La grosse cloche du château venait de sonner midi, lorsque Rébecca entendit le bruit que l'on faisait en montant l'escalier secret qui conduisait à la chambre où elle était enfermée. Ce bruit annonçait l'arrivée de plusieurs personnes, et cette circonstance lui fit quelque plaisir, car elle craignait plus les visites solitaires du fougueux et passionné Bois-Guilbert que tous les maux qui auraient pu lui arriver d'autre part.
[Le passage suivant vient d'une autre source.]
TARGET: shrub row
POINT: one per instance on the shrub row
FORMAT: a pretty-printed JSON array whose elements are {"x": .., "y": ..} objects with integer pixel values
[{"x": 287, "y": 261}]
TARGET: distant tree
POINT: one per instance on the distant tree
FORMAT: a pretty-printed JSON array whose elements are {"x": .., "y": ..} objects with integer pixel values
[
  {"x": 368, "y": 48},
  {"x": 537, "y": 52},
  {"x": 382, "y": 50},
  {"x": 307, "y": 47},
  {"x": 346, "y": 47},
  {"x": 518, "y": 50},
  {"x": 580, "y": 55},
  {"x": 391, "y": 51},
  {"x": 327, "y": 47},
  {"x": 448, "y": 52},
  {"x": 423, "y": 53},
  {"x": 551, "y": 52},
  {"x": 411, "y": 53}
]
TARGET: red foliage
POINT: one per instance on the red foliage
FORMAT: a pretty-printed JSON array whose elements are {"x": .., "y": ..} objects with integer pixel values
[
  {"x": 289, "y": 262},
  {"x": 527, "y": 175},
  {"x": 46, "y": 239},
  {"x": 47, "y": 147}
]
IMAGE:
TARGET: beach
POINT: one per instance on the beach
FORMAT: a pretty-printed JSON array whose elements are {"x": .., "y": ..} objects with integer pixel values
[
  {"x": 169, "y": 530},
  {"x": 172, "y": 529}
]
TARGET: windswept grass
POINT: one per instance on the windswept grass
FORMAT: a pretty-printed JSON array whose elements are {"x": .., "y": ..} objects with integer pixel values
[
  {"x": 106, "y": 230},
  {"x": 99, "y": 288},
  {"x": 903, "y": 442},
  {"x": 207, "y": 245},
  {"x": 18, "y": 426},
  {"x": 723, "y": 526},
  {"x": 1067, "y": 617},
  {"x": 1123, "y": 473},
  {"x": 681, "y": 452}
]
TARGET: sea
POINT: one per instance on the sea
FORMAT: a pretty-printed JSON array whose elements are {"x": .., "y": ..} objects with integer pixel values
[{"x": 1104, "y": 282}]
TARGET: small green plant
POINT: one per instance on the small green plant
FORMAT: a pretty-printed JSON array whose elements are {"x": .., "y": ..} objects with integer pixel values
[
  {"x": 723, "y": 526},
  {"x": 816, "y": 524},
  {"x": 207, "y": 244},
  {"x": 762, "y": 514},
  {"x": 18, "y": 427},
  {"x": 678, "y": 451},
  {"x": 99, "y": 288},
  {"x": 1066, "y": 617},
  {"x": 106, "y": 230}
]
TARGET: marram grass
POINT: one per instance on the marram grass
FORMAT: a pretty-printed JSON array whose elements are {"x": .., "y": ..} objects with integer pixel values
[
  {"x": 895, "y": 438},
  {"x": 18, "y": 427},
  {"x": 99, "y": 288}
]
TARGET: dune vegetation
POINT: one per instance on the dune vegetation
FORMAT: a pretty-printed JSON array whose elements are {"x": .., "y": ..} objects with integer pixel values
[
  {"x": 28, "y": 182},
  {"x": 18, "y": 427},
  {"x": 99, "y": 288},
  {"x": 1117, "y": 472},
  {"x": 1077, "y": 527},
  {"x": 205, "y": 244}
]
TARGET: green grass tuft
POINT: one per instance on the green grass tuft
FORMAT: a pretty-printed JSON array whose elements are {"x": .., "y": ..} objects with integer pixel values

La porte de la chambre s'ouvrit, et elle vit entrer Conrad et le précepteur Malvoisin, suivis de quatre gardes vêtus de noir et portant des hallebardes.

«Fille d'une race maudite, cria le précepteur, lève-toi et suis-nous.» – «Où, demanda Rébecca, et à quel dessein?» – «Jeune fille, dit Conrad, ce n'est pas à toi à interroger, tu ne dois qu'obéir. Sache, néanmoins, que tu vas être traduite devant le tribunal du grand-maître de notre saint ordre, pour y être jugée.» – «Que le Dieu d'Abraham soit loué! dit Rébecca en joignant dévotement ses mains. Le nom de mon juge, bien qu'il soit ennemi de mon peuple, est pour moi comme le nom d'un protecteur. Je vous suivrai très volontiers; permettez-moi seulement de mettre mon voile sur ma tête.»

Ils descendirent l'escalier d'un pas lent et grave; en traversant une galerie, et par une porte à deux battans placée à l'extrémité, ils entrèrent dans la salle où le grand-maître avait pour le moment établi son tribunal. La partie inférieure de ce vaste appartement était remplie d'écuyers et d'hommes d'armes, qui, non sans quelque difficulté, firent place pour que Rébecca, accompagnée du précepteur et de Mont-Fichet, et suivie des quatre hallebardiers, pût arriver à la place qui lui était destinée.

Comme elle traversait la foule, les bras croisés et la tête penchée, quelqu'un mit dans sa main un morceau de papier, qu'elle prit presque sans s'en apercevoir, et qu'elle continua à tenir sans en lire le contenu. La persuasion où elle était qu'elle avait quelque ami dans cette redoutable assemblée lui donna le courage de jeter ses regards autour d'elle, et d'examiner en présence de qui elle avait été conduite. Nous essaierons dans le chapitre suivant de décrire la scène qui se présenta devant elle.